Carol Pelletier Pelletier a plaidé coupable à des gestes répétés d’agression sexuelle sur une petite voisine, mais ne comprend toujours pas pourquoi c’était un crime.

Six ans ferme pour le sexagénaire «conjoint» d’une fillette

Carol Pelletier, 61 ans, ne comprend pas encore que c’était un crime d’avoir pris comme «blonde» une fillette âgée entre 9 et 12 ans. Il aura six ans de pénitencier pour y penser.

Pelletier, un homme de Lotbinière, a plaidé coupable à des gestes répétés d’agression sexuelle, des attouchements jusqu’à la pénétration, sur une petite voisine, Noémie*.

Le sexagénaire est entré dans la vie de l’enfant à titre d’ami et de pourvoyeur et, au fil du temps, s’est donné le statut de conjoint. 

La relation entre l’homme et l’enfant avait lieu au vu et au su de la mère. Une enquête policière est d’ailleurs ouverte concernant la dame.

La DPJ connaissait aussi certains éléments de la situation, car elle avait obtenu une interdiction de contact entre Pelletier et Noémie en 2017. 

Les corps policiers n’ont toutefois été avisés qu’au printemps 2018, lorsque la petite sœur de Noémie a filmé Pelletier en train de toucher l’entrejambe de son aînée. Carol Pelletier a déballé son sac aux policiers et raconté la relation en détail.

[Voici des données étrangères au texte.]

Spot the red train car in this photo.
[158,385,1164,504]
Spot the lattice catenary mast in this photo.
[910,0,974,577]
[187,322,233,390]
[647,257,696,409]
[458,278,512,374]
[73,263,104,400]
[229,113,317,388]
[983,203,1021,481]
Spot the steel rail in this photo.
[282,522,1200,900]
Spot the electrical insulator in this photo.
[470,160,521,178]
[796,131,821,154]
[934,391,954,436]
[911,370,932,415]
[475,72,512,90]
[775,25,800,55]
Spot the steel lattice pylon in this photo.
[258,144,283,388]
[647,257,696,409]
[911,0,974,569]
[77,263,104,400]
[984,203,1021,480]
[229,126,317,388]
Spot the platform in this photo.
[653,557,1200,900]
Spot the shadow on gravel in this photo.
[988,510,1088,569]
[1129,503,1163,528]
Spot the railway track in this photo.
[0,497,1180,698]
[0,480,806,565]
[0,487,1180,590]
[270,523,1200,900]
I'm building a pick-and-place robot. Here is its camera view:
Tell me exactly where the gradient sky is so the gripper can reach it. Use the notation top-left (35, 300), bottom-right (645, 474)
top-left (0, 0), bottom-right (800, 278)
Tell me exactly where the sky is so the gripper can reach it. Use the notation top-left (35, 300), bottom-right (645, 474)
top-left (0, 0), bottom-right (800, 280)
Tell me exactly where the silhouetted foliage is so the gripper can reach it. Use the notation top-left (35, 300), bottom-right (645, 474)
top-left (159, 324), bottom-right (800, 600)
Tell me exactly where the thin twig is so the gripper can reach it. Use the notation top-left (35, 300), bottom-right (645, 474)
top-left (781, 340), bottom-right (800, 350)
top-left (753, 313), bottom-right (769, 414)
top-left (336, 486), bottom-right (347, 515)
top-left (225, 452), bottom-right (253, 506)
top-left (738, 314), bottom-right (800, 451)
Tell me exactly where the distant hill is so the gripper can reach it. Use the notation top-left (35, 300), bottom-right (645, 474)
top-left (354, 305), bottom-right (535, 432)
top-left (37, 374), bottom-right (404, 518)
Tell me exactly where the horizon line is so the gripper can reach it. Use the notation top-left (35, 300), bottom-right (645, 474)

Cinq mois après avoir plaidé coupable, Carol Pelletier reconnaît mal l’adéquation de ses gestes, car, à ses yeux, la relation amoureuse était mutuelle. «Une enfant de 9 à 12 ans, une relation consensuelle, sa conjointe, énumère le juge Mario Tremblay de la Cour du Québec, d’un ton glacial. Dites-le sans rire!»

«il a gâché sa vie»

Noémie n’a donné que peu de détails aux enquêteurs au moment de l’arrestation de Pelletier, en avril 2018. La jeune fille était très attachée à Pelletier et bouleversée par la rupture.

Quelques mois plus tard, Noémie a accepté de remplir une déclaration sur les conséquences que le crime a eues sur elle, un document dont le contenu est confidentiel. Le juge Mario Tremblay a parcouru le document. «Ce sont des choses très troublantes qu’on peut lire, commente-t-il brièvement. Il a gâché sa vie.»

La procureure de la Couronne Me Mélanie Dufour et l’avocate de défense Me Nancy Quirion ont suggéré une peine de six ans de pénitencier. Cette peine, disent les avocates, tient compte de l’abus de confiance commis par Pelletier et de la gravité des gestes posés, mais aussi du fait qu’il a lui-même été victime dans l’enfance et a des limitations cognitives. La suggestion de six ans a été acceptée par le juge Tremblay, qui, d’un geste sec de la main, a envoyé Pelletier vers le box de détention.